苏墨没有立刻回答,而是看向叶鼎之:“叶公子,令尊的案子,你查到了哪一步?”
叶鼎之眼神骤冷:“与阁下无关。”
“有关。”苏墨放下酒杯,正色道,“因为叶大将军的案子,和苏某要查的事,根源是同一个。”
叶鼎之握剑的手紧了紧:“说清楚。”
“三年前,叶家被污通敌,满门抄斩。表面上是浊清太监一手策划,实则是朝中某位大人物要铲除异己,巩固权力。”苏墨缓缓道,“这位大人物,不仅把手伸进了朝堂,还伸进了江湖。天机阁、血煞帮、西域魔教……甚至域外势力,都与他有千丝万缕的联系。”
火麟飞皱眉:“域外势力?”
“没错。”苏墨点头,“叶大将军镇守北境十年,挡的不只是北蛮铁骑,还有某些……不该出现在这个世界的东西。”
他顿了顿,压低声音:“二位可听说过‘虚念功’?”
叶鼎之瞳孔微缩。火麟飞则一脸茫然。
“虚念功是西域魔教至高武学,据说练到极致可破碎虚空,窥探天道。”苏墨沉声道,“但此功修炼需以活人精血为引,邪毒无比。三年前,北境曾出现虚念功的踪迹,叶大将军上报朝廷,请求彻查。然后……叶家就出事了。”

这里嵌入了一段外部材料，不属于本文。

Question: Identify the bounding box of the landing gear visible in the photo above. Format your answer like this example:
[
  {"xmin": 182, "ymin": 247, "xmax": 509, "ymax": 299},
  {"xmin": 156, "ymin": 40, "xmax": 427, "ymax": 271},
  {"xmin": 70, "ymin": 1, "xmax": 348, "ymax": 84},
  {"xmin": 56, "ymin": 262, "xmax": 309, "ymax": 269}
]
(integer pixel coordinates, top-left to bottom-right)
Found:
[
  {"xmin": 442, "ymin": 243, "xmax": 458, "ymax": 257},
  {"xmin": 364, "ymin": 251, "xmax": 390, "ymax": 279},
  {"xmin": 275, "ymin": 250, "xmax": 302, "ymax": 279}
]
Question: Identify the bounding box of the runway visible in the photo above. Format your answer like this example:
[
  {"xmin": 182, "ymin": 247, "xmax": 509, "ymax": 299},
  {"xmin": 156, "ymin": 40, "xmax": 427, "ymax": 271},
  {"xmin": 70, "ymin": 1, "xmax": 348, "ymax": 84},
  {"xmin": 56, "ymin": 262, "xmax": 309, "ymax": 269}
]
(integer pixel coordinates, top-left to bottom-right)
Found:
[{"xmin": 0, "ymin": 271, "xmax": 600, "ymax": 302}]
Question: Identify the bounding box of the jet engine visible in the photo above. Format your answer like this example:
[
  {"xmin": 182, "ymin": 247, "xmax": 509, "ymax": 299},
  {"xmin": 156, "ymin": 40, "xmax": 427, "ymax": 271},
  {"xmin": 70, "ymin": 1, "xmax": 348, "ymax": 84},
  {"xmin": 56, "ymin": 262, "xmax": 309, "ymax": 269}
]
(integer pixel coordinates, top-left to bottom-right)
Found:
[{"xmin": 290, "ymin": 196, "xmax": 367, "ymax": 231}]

叶鼎之猛地站起身,剑已出鞘三寸:“你是说,我爹是因为查虚念功才被灭口?”
“不止。”苏墨看着他,眼神怜悯,“叶大将军查到的,可能比虚念功更可怕。那位朝中的大人物,似乎在与域外势力做某种交易,而叶大将军,触碰到了这个秘密。”
厅内死一般寂静。
只有烛火跳跃,在三人脸上投下晃动的阴影。
火麟飞消化着这些信息。虚念功、域外势力、朝堂交易、叶家灭门……这些碎片拼在一起,指向一个庞大而黑暗的阴谋。而叶鼎之的父亲,正是因为触碰到了这个阴谋的核心,才招来杀身之祸。
“那位大人物是谁?”叶鼎之的声音嘶哑得像砂纸磨过石头。
苏墨摇头:“苏某查了三年,也只查到浊清这一层。再往上……线索就断了。但可以肯定的是,此人权势滔天,在朝堂、江湖、甚至域外都有势力。叶公子,你若想报仇,单杀一个浊清是不够的。真正的仇人,藏得更深。”
叶鼎之缓缓坐回椅子,剑鞘在掌心留下深深的印痕。他低着头,碎发遮住眉眼,看不清表情,但火麟飞能感觉到,他整个人像一张绷到极致的弓,随时可能断裂。
“苏先生告诉我们这些,想要什么?”火麟飞开口,打破了沉默。
“合作。”苏墨直言不讳,“苏某要查清那位大人物的真面目,将他连根拔起。这需要力量,需要帮手。叶公子有报仇的决心,火公子……有特殊体质,或许能触及某些常人无法触及的线索。我们联手,各取所需。”
“怎么联手?”火麟飞问。
“听风楼为二位提供情报、庇护、资源。二位帮苏某查案,必要时……出手。”苏墨看向火麟飞,“特别是火公子,你的‘赤焰金瞳’,可能是一把钥匙,能打开某些被隐藏的门。”
火麟飞沉默片刻,忽然笑了:“苏先生,你这算盘打得真响。用一堆真真假假的消息,就想换我们两个免费打手?”
“不是免费。”苏墨也笑了,“是合作。叶公子要报仇,苏某要真相,火公子……要在这个世界活下去。我们的目标并不冲突,反而可以互相成全。”
他顿了顿,补充道:“而且苏某可以保证,在合作期间,听风楼会倾尽所有资源保护二位。天启城虽大,但有了听风楼的庇护,暗鸦卫想动二位,也得掂量掂量。”
这话说得坦诚,也说得现实。
火麟飞看向叶鼎之。少年依旧低着头,但握剑的手不再颤抖。许久,他缓缓抬起头,看向苏墨,眼神冷冽如刀:“我怎么信你?”
“叶公子不必信我。”苏墨坦然道,“我们之间是交易,不是信任。叶公子可以慢慢看,看苏某是不是真心合作。若有半点虚假,叶公子随时可以离开,苏某绝不阻拦。”
叶鼎之盯着他看了许久,最终,缓缓将剑归鞘。
“说说你的计划。”他道。
苏墨松了口气,知道这关算是过了。他重新斟酒,缓缓道:“首先,二位需要新的身份。叶公子的通缉令还在,火公子的特征太显眼,必须伪装。听风楼可以给二位安排合理的身份——比如江南来的行商,或者某个小门派的弟子。”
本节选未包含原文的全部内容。